The Bank of England surprised global financial markets and investors by raising interest rates, and the pound gained strong momentum against the other major currencies. The GBP/USD rebounded to the 1.3375 resistance level, but with investors quickly returning to buying safe havens the pair gave up its gains and closed around the 1.3230 level, as global restrictions to contain the new COVID variant negatively affected investors' appetite for risk. So far, sterling appears to be supported, but the big risk for those waiting for higher rates is that the BoE will break another rally in February. The risk for sterling is that the BoE may slump after the December rate hike, a real possibility given the uncertainty surrounding the Omicron variable's trajectory and early signs that the economy is slowing rapidly.
Eight members of the Bank of England's Monetary Policy Committee (MPC) expressed concern that a failure to raise rates could cause inflation expectations to rise and voted to raise rates, but Professor Silvana Tineiro said due to the emergence of the Omicron variant he would prefer to wait until February. Accordingly, Daniel Vernazza, chief international economist at UniCredit, says, “The Bank of England is likely to skip a rate hike in February, choosing to assess any damage from Omicron.”
Overall, a sharp rise in Covid-19 cases coupled with significant pressure in real disposable income (from higher inflation and lower fiscal support), lower consumer confidence and slightly tighter monetary policy are likely to make the next few months difficult. Accordingly, analysts believe that these headwinds will likely force the MPC to hold off on raising interest rates for some time now, although it will likely be able to raise rates again before the end of next year.
And if true, the market will have to erase the high expectations of another rate hike in February. Given the recent strong shifts in the European Central Bank and Federal Reserve, this could leave the GBP vulnerable. For sterling to extend its February highs, expectations should hold up to say the least. In this regard, Ames Smith says that the bank should make two or three increases at most in the next year.

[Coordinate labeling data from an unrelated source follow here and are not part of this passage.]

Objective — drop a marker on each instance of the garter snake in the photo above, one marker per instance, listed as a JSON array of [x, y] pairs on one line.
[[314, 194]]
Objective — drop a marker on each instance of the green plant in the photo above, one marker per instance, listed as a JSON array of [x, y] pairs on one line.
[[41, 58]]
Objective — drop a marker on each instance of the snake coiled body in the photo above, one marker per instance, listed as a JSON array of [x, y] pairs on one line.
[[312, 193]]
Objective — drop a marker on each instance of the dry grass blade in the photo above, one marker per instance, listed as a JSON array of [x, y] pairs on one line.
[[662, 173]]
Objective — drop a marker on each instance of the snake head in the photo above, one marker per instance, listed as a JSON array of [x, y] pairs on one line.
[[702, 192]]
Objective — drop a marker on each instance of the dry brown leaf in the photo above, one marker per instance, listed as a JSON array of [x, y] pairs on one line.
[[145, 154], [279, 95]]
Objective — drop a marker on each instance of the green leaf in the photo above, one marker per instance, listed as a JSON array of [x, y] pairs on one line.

The bank also said that Omicron is not likely to decisively change the medium-term picture, but in the short term, it still means disruption to the British economy. ING expects policymakers to wait until later until 2022 before walking in again, a call that if true means interest rates and the exchange rate will undo some of their recent progress in the early part of 2022.

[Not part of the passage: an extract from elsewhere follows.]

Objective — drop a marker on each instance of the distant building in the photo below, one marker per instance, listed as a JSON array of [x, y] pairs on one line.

However, there are two variables that we will be watching:
The market expects the UK economy to face Omicron-inspired headwinds, but what about the US and Eurozone? It appears that the UK's Omicron wave will break sooner than the inevitable waves that will hit the US and Eurozone. And if they also endure a spike in cases in the coming weeks, some of the sting from the BoE's decision to skip a rate hike in February will be taken off.
At the moment, the pound is supported, but this support appears to be contingent on how fast Omicron declines.
Technical Anaylsis
In the near term, and according to the performance on the hourly chart, it appears that the GBP/USD currency pair is trading within the formation of a sharp descending channel. This shows a significant short-term bearish bias in market sentiment. Therefore, the bears will look to move to 1.3205 or lower to 1.3184. On the other hand, the bulls will target short-term profits at around 1.3257 or higher at 1.3281.
In the long term, and according to the performance on the daily chart, it appears that the GBP/USD is trading within an ascending channel formation. This indicates a significant long-term bullish momentum in market sentiment. Therefore, the bulls are looking to move to the 1.3338 resistance or above to the 1.3439 resistance. On the other hand, the bears will target long-term profits at around 1.3135 or lower at 1.3043.